On Friday afternoon, while I was checking my email, I saw this little post in the front page of Yahoo that former Philippine President Cory Aquino has passed away from a year long battle with Colon Cancer. I was sad but I didn't realize that I would be glued to any video coverage, both on TV and online, that I can find about her passing, burial and funeral.
Yes for the past 5 days (Saturday through Wednesday) I was watching all the Filipino news I can find in my local TV plus videos I searched online. I even googled her and learned more about her life before and after her presidency.
Now after all this has passed, I sit here and wonder....Why am I so affected by her passing? I mean I didn't know her personally and I was still in Elementary when she took office so I can't really say I was mature enough to remember her and all that she did for the country.
But then again... I AM!!!! I didn't cry but I felt touched. Touched enough to be glued on the tube.
After some reflecting, I think I was affected because........

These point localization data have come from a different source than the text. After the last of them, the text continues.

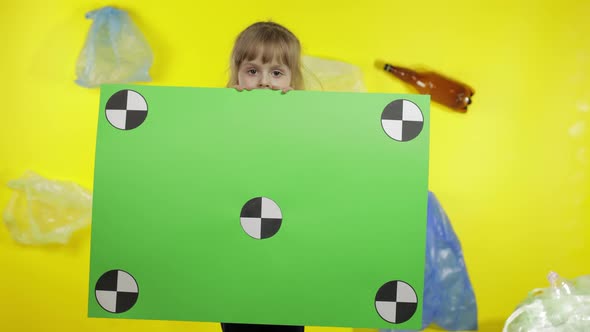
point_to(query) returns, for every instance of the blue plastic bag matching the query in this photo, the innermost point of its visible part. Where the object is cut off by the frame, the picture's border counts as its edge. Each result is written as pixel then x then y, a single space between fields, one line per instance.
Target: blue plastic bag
pixel 449 300
pixel 115 51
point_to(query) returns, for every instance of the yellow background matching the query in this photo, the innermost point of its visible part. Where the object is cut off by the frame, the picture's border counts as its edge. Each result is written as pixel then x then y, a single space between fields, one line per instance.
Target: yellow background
pixel 512 173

a. I am still Filipino even after all these years of being "americanized". That in some parts of me, I was sympathizing with the family cause it's in the genes. LOL
b. After reading some info on Pres. Cory Aquino, I learned that she was a stay at home mom before she ran for office. Talk about major career change! This bit of info was really intriguing and inspiring at the same time. How did she know how to do what she did with little experience? Unbelievable!
c. Another thing about her being a mom that struck me is her love for her children. She had five kids (like my mom) and I saw, through the videos of the wake, how much her children were affected by her. This definitely made me reflect on my personal relationship with my mother. Although because of my faith, I believe that death is not the end of it and that my family will be together forever but nonetheless, loosing a parent sure is a challenge.
d. Her passing and the news showing the many accomplishments she had done for the Filipino nation did remind me of my childhood. It also was a great reminder that I'm getting old. Imagine my shock when they were showing pictures of the first people power and her signature yellow color with the hand in an L shape symbolizing "laban" (fight) . I remember all of this and then the commentator saying it's been more than two decades since this historical moment....I mean two decades!!! Wow, has it been that long? Yeah that makes me feel old!
It was definitely been a week of different emotions for me. Gosh, imagine if I knew here in a personal level!
So that's all for now and we will get back to the crafty and happier toned posts soon.